By Michael Marr
Expert Author
Article Date: 2010-08-03
In relational database design, we rely on keys in one table to relate to the primary keys of another. The InnoDB engine takes this concept and supplies the Foreign Key constraint to keep our relationships healthy and strong. It's truly a relationship miracle-worker. Eat your heart out, Dr. Phil.
We might have some tables that look something like this:
mysql>DESCRIBE widgets;
+----------+------------------+------+-----+---------+----------------+
| Field | Type | Null | Key | Default | Extra |
+----------+------------------+------+-----+---------+----------------+
| widgetid | int(10) unsigned | NO | PRI | NULL | auto_increment |
| name | varchar(55) | NO | | NULL | |
| task | tinytext | NO | | NULL | |
+----------+------------------+------+-----+---------+----------------+
3 rows in set (0.00 sec)
mysql>DESCRIBE widget_parts;
+----------+------------------+------+-----+---------+----------------+
| Field | Type | Null | Key | Default | Extra |
+----------+------------------+------+-----+---------+----------------+
| partid | int(10) unsigned | NO | PRI | NULL | auto_increment |
| widgetid | int(10) unsigned | NO | | NULL | |
| name | varchar(55) | NO | | NULL | |
+----------+------------------+------+-----+---------+----------------+
3 rows in set (0.00 sec)
In this example, we have the widget_parts table relating to the widgets table. As parts are added to the widget_parts table, they are related to a particular widget via the widgetid column. For example:
mysql>SELECT * FROM widgets;
+----------+------------------------+----------------+
| widgetid | name | task |
+----------+------------------------+----------------+
| 7 | Bender's Widget | hate humans |
+----------+------------------------+----------------+
| 12 | Dr. Phil's Widget | watch Dr. Phil |
+----------+------------------------+----------------+
| 51 | Nicholas Cage's widget | be boring |
+----------+------------------------+----------------+
1 row in set (0.00 sec)
mysql>SELECT * FROM widget_parts WHERE widgetid=12;
+--------+----------+------------+
| partid | widgetid | name |
+--------+----------+------------+
| 92 | 12 | television |
| 107 | 12 | earplugs |
| 132 | 12 | blindfold |
| 197 | 12 | vodka |
+--------+----------+------------+
3 rows in set (0.00 sec)
However, let's say we do the following:
mysql>DELETE FROM widgets WHERE task='watch Dr. Phil';
Thankfully, we can easily delete the widget that might watch Dr. Phil on our behalf. We wouldn't want to miss ANY episodes. However, now we have a small problem with our widget_parts table. All of the parts that were set aside to make the Dr. Phil widget work are now orphaned, and still exist in the widgets_part table.
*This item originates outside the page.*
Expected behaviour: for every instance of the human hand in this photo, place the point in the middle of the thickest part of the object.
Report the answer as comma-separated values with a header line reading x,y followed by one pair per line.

If we were using InnoDB Foreign Keys, this could be handled much more gracefully. First, we would need to define the Foreign Key at creation:
CREATE TABLE widget_parts (
partid INT(10) UNSIGNED NOT NULL AUTO_INCREMENT,
widgetid INT(10) UNSIGNED NOT NULL,
name varchar(55) NOT NULL,
PRIMARY KEY(`partid`),
FOREIGN KEY(`widgetid`) REFERENCES `widgets`(`widgetid`)
ON DELETE CASCADE
) ENGINE=INNODB;
The FOREIGN KEY instruction is pretty simple. First, you specify the column that is the foreign key, followed by what key it is referencing. In this case, we're referencing the widgetid column in the widgets table.
After we specify what column is related to a foreign column, we then determine what we should do in order to retain data integrity. In the example above, we have chosen to cascade deletions. This means when we run our DELETE statement from above, the changes will cascade down into any table with a foreign key referencing the deleted widgetid. Thus, the rows in widget_parts with the widgetid of 12 will be deleted when we remove the widget from the widgets table.
When specifying a Foreign Key, you have to specify not only what to do ON DELETE, but also what to do ON UPDATE. Failing to specify forces the default action of RESTRICT. With RESTRICT, the DELETE statement we ran above would not be permitted. In our CREATE statement above, we failed to specify an ON UPDATE action, and thus any statement we ran that attempted to modify the widgetid would be restricted and fail. If we chose to CASCADE changes ON UPDATE, then statements modifying the widgetid would cascade down and change the referencing column in widget_parts.
Keep your relationships strong with Foreign Keys and InnoDB!